Ahead of next week’s TV Connect 2013 in London, Keith Wymbs, vice-president of marketing at Elemental Technologies, talked to Digital TV Europe about the latest developments in online and multiscreen video distribution.

How would you define an internet-delivered HD video experience across multiple screens – tablets and smartphones as well as Smart TVs – and what are the challenges of delivering HD over the web?
At its essence, internet-delivered video across multiple screens is about delivering content to consumers on their terms. This untethering is analogous to the transition that played out in the telephony industry in the 1990s. In one decade everyone was tied to “twisted pair” for voice communications, and, in the next, everyone had a mobile on their hip with a lot more intelligence than their first personal computer. The market for internet-delivered video, particularly for HD content, has exploded because of the confluence of increased access bandwidth, reduced video bit rates, the proliferation of consumer devices, and core technologies that allow for a broadcast quality viewing experience. Coping with heterogeneity and rapid change imposes constraints on the economic viability of a multiscreen initiative. Trying to properly match the video content consumers want at any given time with existing bandwidth capacity and across multiple device types necessitates infrastructural flexibility and powerful video processing. Elemental is best positioned to help content owners and distributors secure the best financial outcome for their next-generation video strategies. Our software architecture helps content programmers and providers stay ahead of the curve and accommodate the proliferation of video formats and video-display-capable devices.

What impact do you believe HEVC/H.265 will have on internet and mobile video delivery?
Solution providers like Elemental are always seeking ways to help our customers increase revenues and reduce costs. Fortunately, HEVC/H.265 has the potential to achieve both. With estimated efficiency gains of up to 50 percent, HEVC enables content distributors to delivery higher-quality content at lower bit rates over constrained networks, reduce the transport costs of existing video distribution and extend reach in underserved markets. Each new generation of codec takes time to gain market momentum. Historically, encoders mature before viable mass-market decoders. However, HEVC/H.265 could behave differently than its predecessors, particularly in the multiscreen market. Consumer devices with decoding functionality are mainstream today.
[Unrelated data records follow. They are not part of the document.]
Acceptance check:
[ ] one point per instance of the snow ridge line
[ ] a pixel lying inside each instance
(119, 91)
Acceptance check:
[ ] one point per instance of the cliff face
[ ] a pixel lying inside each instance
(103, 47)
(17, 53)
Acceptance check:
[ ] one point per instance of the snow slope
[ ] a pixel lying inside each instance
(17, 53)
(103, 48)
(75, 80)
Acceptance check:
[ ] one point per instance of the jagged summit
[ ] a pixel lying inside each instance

The half-life of these devices is three to five times shorter than previous decoders, which promises an accelerated codec standard shift this time around. It should be fascinating to watch.

How widespread do you believe the deployment of 4K/UHD video will be over the next three years? Will it be primarily a broadcast TV experience or will it also have an impact on internet and multiscreen services?
There is little doubt that 4K Ultra HD video will take hold over the next three years and succeed in ways that other technologies, such as 3D TV, have not. This shift will not be as dramatic as the evolution from analog and SDTV to HDTV. Initially, we’ll see 4K gain traction in a few specific genres, like sports and home theatre. The key challenge is that the living room naturally constrains the potential size of a display device; below a certain screen size, 4K is undetectable by the average human eye. Eventually, 4K will find a home within internet and multiscreen services. It’s a natural extension of the improved quality of experience users expect. But it’ll have to be on screens of a practical size.
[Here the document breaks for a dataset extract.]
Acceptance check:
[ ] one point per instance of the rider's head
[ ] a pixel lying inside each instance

What are the challenges currently of delivering live video feeds of big events over the internet to multiple screens and what solutions are being implemented to solve these?
The 2012 Olympics, which were highly chronicled as the first truly digital Games, proved that multiscreen distribution of major live events on a global scale is possible. Elemental helped sports broadcasters deliver premium content over IP to millions of viewers on multiple devices in more than 70 countries. Established infrastructure was able to manage the task effectively. So, it’s clear that the multiscreen future is a certainty. What remains a challenge is maximizing monetization and return on investment. Our newly announced partnership with deltatre is aimed squarely at helping rights-holders for major events, such as the FIFA World Cup and the 2014 Winter Games, maximize the stickiness of their applications through a combination of unmatched video quality and deeply integrated media experiences that allow for significant monetization.
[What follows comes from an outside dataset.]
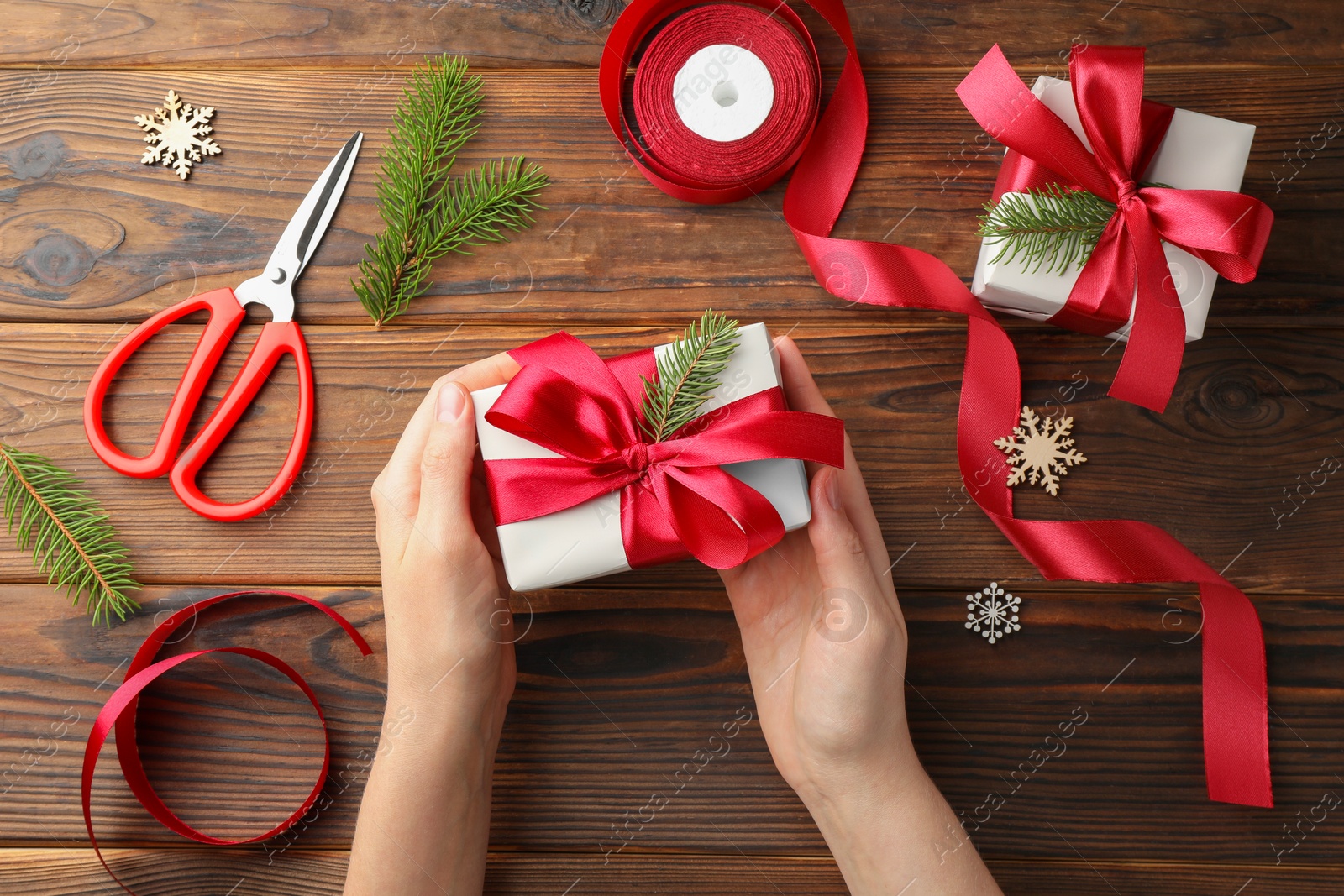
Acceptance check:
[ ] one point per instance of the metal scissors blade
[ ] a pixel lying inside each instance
(275, 288)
Are standards beginning to make the multiscreen distribution environment simpler to navigate for content creators and distributors?
Simpler to navigate might be a bit of a stretch. However, standards such as MPEG-DASH and HEVC/H.265 and the maturation of proprietary multiscreen technologies are bringing some sense of comfort to content creators and distributors. Elemental’s mission is to “perfect the media experience” and that has a lot of connotations. Fundamentally, though, it means we help our customers – such as the BBC, RedBee, Eurosport, TF1, ESPN, HBO and Comcast – to simplify delivery of high quality video to any device. New multiscreen business models can’t be baked into an ASIC or a DSP without a willingness to wait 18 months as silicon goes through all the phases of development to cope with the new standard. By which time things will have changed. At Elemental we are able to quickly onboard new standards with our software platform – and even to improve legacy standards such as MPEG-2. This eliminates delays in implementation and the unnecessary recycling of hardware every time standards change.

What business models do you see emerging to support TV Everywhere and multiscreen video delivery? Are service providers making additional revenue from delivering content to multiscreen devices?
The most innovative pay TV operators view multiscreen and TV Everywhere offerings as both strategic offensive and defensive plays. While there is a lot to lose to disruptive new entrants, multiscreen ventures also present well-established leaders the opportunity to extend and secure market leadership for another generation. At Elemental, we are seeing some of the largest media companies on the planet enabling the future of media in which live broadcasts quickly evolve immediately into on-demand assets, territories have no boundaries, and the promise of customized programming is becoming reality. None of changes are possible with traditional video delivery systems. They require the right mix of flexible software-based video processing systems, ubiquitous high speed networking and device proliferation that simply didn’t exist five years ago.